Acho curioso, na exposição Osso, notar o quanto uma série de apelos são feitos
pelos mais diversos veículos – grande número de textos que acompanha a exposição e as
obras, um programa público de debates e encontros etc. Exposição-apelo, batizou-se. E,
com uma série de outros termos e trechos de texto que dirigem a exposição, nomeia-se
coisas, marca-se territórios e, no fim, espera-se que se salvem tanto a arte de sua culpa
quanto Rafael Braga por sua falta de culpa. Assim, a fim de fugir do julgamento que deve
ser feito sobre as noções de mensagem e discurso em artes, as obras expostas “não são
‘obras-discurso’”, assumindo as “‘obras-atitude’, gestos poéticos no espaço”.
Dessa forma, a exposição segue dirigida pelos apelos institucionais. A amplitude
e a heterogeneidade da exposição, que contava com “29 dos mais relevantes artistas
brasileiros em atividade”, não há como negar, reforça uma ideia de grande abaixo-
assinado da arte contemporânea: o mais apaziguador – e não poderia ser diferente no
Instituto – apelo, manifesto político. Ainda assim, a exposição se pretende algo como
firme e agressiva. “A arte insiste. A arte pode insistir”, e “em algum ponto é preciso traçar
uma linha demarcando o que não se deve aceitar”, afirma Miyada, curador da exposição.
Isto quer dizer, as “categorias” como exposição-apelo e obras-atitude buscam, me
parece, associadas às noções de secura, escassez etc, querer propor uma alternativa ao
discurso da arte engajada, uma possibilidade de colocar um Iran do Espirito Santo para
ser político no mesmo sentido que um Bené Fonteles. Não é que as diferenças entre as
obras sejam esfaceladas pela curadoria, ao contrário: quer-se que possam estar e ser
compreendidas as obras com alguma autonomia garantida (lembre-se: “‘obras-atitude’,
gestos poéticos no espaço”).
Acontece, entretanto, que essa espécie de esvaziamento, redução das obras a
“gestos poéticos no espaço”, não é completamente internalizada por nenhuma das obras
presentes e o argumento não se sustenta, querendo poupar os trabalhos de se encarregarem
de discurso, relegando-o à instituição. A impressão que tenho é de que as mediações são
tão absolutamente necessárias para que a exposição não colapse que, não fosse a cansativa
série de tons impositivos das instituições envolvidas e do curador (“a experiência sensível
desta exposição será de vastidão e emergência” etc), “Osso” não seria palavra suficiente.
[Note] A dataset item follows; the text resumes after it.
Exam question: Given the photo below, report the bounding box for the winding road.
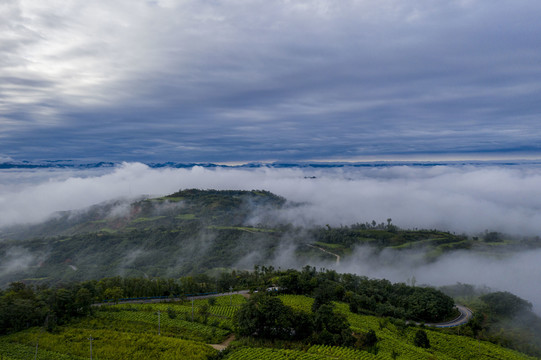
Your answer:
[425,305,473,328]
É claro, um grande número de obras e de artistas da exposição são valiosos se
vistos apesar da exposição e não por conta dela. Deve-se, entretanto, tomar cuidado:
quando afirmo que a escassez e a secura, e a redução a “atitude”, não são internalizados
completamente nas obras, digo que, apesar de uma similitude das obras com os termos,
estes são incapazes de defini-las todas sob a mesma narrativa sem que sejam autoritários.
E o traço autoritário da exposição se expressa, sobretudo, pela proposição de uma
narrativa sobre arte engajada que consiste em um caminho algum tanto oposto às
declarações e denúncias, aos discursos. A possibilidade de declarar “apelo” ou “atitude”
antes de declarar “discurso” significa, de certa forma, poder esquivar-se, portando as
mesmas concepções e perspectivas da “mensagem” na arte.
Osso, soando tão seco, improdutivo, incorpóreo e estéril, formando tão depressa
uma imagem heroica de um esqueleto, uma base, um cerne – um proletariado –,
impressiona, portanto, com um autoritarismo do mais covarde para tratar das questões de
liberdade individual e direito de defesa.